While it doesn’t reconstruct the thriller template, All Through The Hall is an efficient time-flier which recalls, in passing, a smaller-scale Free Fire without that movie’s need for over-egging its characterisations. The protagonists here are believable, the scope of their dreams not especially extraordinary. The heist is commensurate with the scale of the overall piece, relying on a few relatively simple ways of breaching a building which isn’t exactly Fort Knox.

Similarly, the de facto hero figure which Linke portrays isn’t the wise-cracking, thief-taking, shoot first, ask questions later figure you’d get in an American spin on this kind of story. Ben is weary of coming up against criminals and just wants a quiet life, and his confrontations with his antagonists are shot through with an air of reluctance. His escapes from various situations are refreshingly unspectacular.
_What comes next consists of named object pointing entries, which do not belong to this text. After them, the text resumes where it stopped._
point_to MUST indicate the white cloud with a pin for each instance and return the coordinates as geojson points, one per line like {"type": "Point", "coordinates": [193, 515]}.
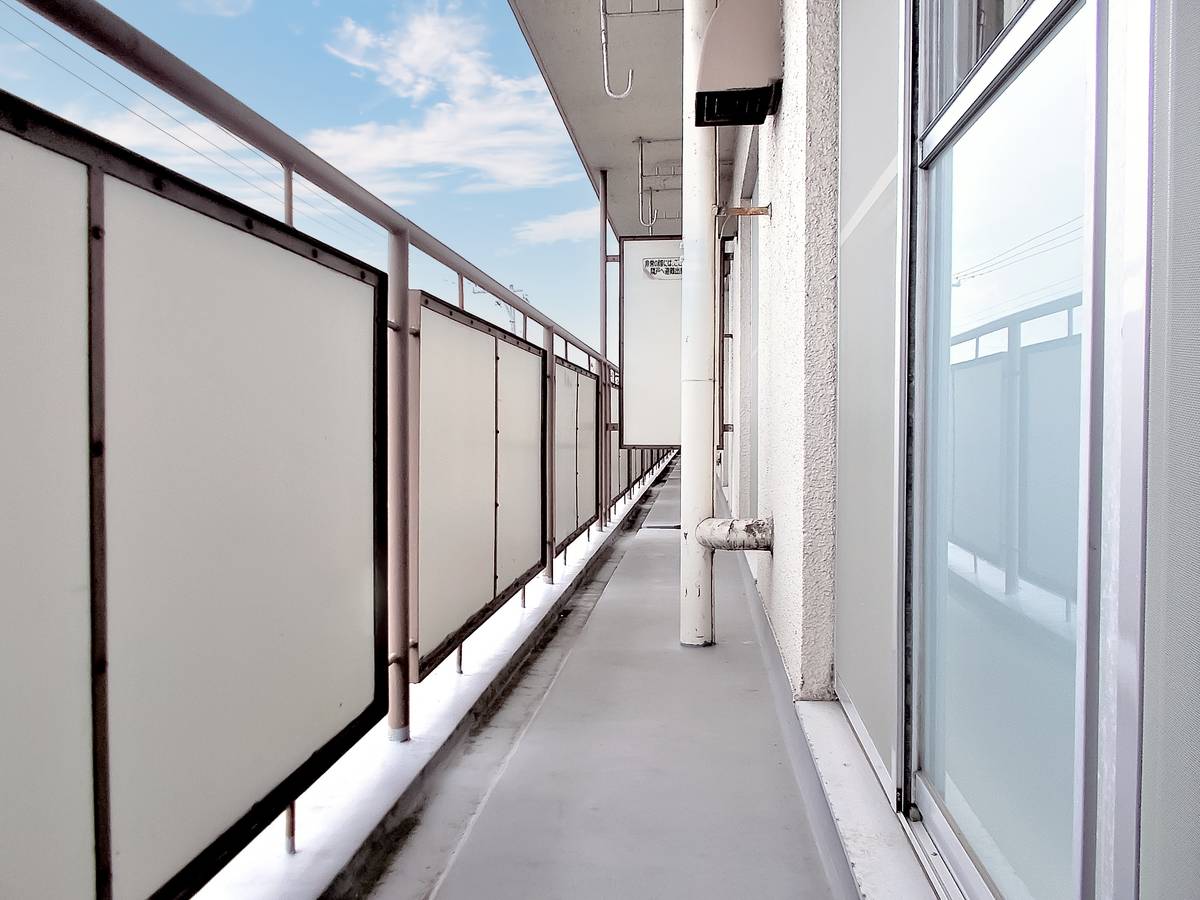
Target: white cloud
{"type": "Point", "coordinates": [577, 226]}
{"type": "Point", "coordinates": [472, 120]}
{"type": "Point", "coordinates": [227, 9]}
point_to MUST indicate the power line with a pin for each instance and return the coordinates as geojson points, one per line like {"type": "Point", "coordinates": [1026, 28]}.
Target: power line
{"type": "Point", "coordinates": [1019, 247]}
{"type": "Point", "coordinates": [268, 177]}
{"type": "Point", "coordinates": [1036, 251]}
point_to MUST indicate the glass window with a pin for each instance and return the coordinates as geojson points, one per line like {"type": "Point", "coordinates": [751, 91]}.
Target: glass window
{"type": "Point", "coordinates": [1007, 255]}
{"type": "Point", "coordinates": [967, 29]}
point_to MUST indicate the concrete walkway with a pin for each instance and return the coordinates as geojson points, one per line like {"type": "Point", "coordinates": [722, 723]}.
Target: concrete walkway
{"type": "Point", "coordinates": [645, 769]}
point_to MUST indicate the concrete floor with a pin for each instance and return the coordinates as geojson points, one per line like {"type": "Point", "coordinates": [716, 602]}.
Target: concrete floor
{"type": "Point", "coordinates": [623, 765]}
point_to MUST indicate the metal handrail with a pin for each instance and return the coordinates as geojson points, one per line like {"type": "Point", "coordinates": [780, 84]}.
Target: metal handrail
{"type": "Point", "coordinates": [114, 37]}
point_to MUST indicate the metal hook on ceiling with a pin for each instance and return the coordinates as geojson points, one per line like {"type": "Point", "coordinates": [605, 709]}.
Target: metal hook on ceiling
{"type": "Point", "coordinates": [604, 53]}
{"type": "Point", "coordinates": [641, 186]}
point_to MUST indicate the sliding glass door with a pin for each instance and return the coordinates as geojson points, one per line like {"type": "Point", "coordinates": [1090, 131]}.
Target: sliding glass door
{"type": "Point", "coordinates": [1001, 351]}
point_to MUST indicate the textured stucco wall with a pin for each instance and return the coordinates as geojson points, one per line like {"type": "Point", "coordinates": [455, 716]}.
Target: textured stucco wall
{"type": "Point", "coordinates": [797, 347]}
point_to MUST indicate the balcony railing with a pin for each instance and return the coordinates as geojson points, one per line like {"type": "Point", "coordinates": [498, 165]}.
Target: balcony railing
{"type": "Point", "coordinates": [261, 486]}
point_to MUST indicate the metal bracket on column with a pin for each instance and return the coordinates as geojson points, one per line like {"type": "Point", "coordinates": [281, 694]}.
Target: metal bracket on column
{"type": "Point", "coordinates": [733, 211]}
{"type": "Point", "coordinates": [736, 533]}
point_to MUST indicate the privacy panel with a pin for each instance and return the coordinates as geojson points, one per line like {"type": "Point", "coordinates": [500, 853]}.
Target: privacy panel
{"type": "Point", "coordinates": [519, 471]}
{"type": "Point", "coordinates": [240, 485]}
{"type": "Point", "coordinates": [46, 825]}
{"type": "Point", "coordinates": [587, 450]}
{"type": "Point", "coordinates": [651, 329]}
{"type": "Point", "coordinates": [457, 496]}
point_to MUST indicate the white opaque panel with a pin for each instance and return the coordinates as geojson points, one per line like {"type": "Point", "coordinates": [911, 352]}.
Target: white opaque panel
{"type": "Point", "coordinates": [868, 298]}
{"type": "Point", "coordinates": [565, 389]}
{"type": "Point", "coordinates": [587, 450]}
{"type": "Point", "coordinates": [46, 825]}
{"type": "Point", "coordinates": [651, 334]}
{"type": "Point", "coordinates": [457, 493]}
{"type": "Point", "coordinates": [868, 495]}
{"type": "Point", "coordinates": [239, 382]}
{"type": "Point", "coordinates": [519, 447]}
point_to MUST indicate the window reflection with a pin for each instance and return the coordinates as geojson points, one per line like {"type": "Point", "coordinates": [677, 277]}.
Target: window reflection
{"type": "Point", "coordinates": [1002, 495]}
{"type": "Point", "coordinates": [967, 29]}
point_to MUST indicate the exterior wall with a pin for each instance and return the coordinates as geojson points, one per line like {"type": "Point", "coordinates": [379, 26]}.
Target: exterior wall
{"type": "Point", "coordinates": [797, 347]}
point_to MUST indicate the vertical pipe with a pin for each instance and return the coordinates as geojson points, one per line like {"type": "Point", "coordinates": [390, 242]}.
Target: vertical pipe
{"type": "Point", "coordinates": [400, 496]}
{"type": "Point", "coordinates": [549, 450]}
{"type": "Point", "coordinates": [289, 822]}
{"type": "Point", "coordinates": [699, 340]}
{"type": "Point", "coordinates": [288, 175]}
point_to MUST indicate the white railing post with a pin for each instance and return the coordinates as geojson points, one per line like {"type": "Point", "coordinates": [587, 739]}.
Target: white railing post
{"type": "Point", "coordinates": [400, 487]}
{"type": "Point", "coordinates": [549, 468]}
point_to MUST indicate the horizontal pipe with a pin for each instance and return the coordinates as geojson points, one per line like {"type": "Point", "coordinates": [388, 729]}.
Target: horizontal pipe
{"type": "Point", "coordinates": [114, 37]}
{"type": "Point", "coordinates": [736, 533]}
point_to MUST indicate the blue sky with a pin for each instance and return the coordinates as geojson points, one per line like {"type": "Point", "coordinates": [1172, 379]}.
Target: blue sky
{"type": "Point", "coordinates": [437, 107]}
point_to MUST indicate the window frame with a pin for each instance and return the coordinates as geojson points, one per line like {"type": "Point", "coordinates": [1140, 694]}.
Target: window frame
{"type": "Point", "coordinates": [935, 127]}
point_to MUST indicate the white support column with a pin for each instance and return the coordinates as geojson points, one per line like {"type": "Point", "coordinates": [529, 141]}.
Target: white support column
{"type": "Point", "coordinates": [699, 340]}
{"type": "Point", "coordinates": [603, 367]}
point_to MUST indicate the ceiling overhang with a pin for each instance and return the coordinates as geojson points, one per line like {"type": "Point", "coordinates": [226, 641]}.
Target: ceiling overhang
{"type": "Point", "coordinates": [564, 37]}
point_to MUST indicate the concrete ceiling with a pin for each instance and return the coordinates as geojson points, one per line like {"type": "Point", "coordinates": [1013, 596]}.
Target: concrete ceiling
{"type": "Point", "coordinates": [564, 36]}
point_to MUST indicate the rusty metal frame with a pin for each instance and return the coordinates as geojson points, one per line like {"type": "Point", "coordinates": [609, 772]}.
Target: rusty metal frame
{"type": "Point", "coordinates": [421, 664]}
{"type": "Point", "coordinates": [592, 520]}
{"type": "Point", "coordinates": [105, 159]}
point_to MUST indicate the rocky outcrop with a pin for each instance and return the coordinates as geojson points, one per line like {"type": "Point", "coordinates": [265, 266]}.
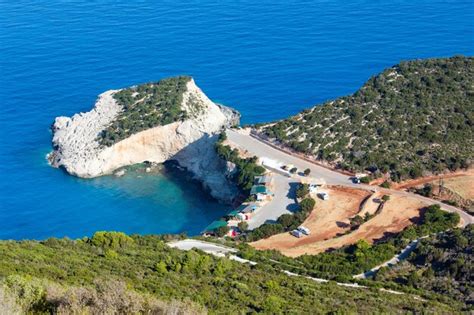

One particular way out of a locked space is so droll, I snort laughed.

The final act plays out exactly as you’d expect, right up to the point where it doesn’t. Remember, this is a movie from Germany and, as a film industry which has Rainer Werner Fassbinder’s shadow hanging over it, there’s always room for doom, resulting in a darker – but still entirely fitting – denouement than the one that appears to be slotting into place. It’s a blunt slap of an ending which not everyone will enjoy, but it doesn’t feel unearned in the slightest, considering the various hints dropped at regular intervals.

Occasionally the performances wobble and there are a couple of flat spots which feel like padding to push the svelte runtime over seventy minutes, but All Through The Hall works hard to deliver its thrills with a smidge of invention. More often than not, it succeeds. The film itself, like its criminal element, ties up the loose ends and leaves few, if any, questions but a more general one for me would be: What would Falko Jakobs make with a sizeable budget? That’s an interesting one to ponder.

All Through The Hall (2022) played as part of the Spirit of Independence Festival in Sheffield, UK.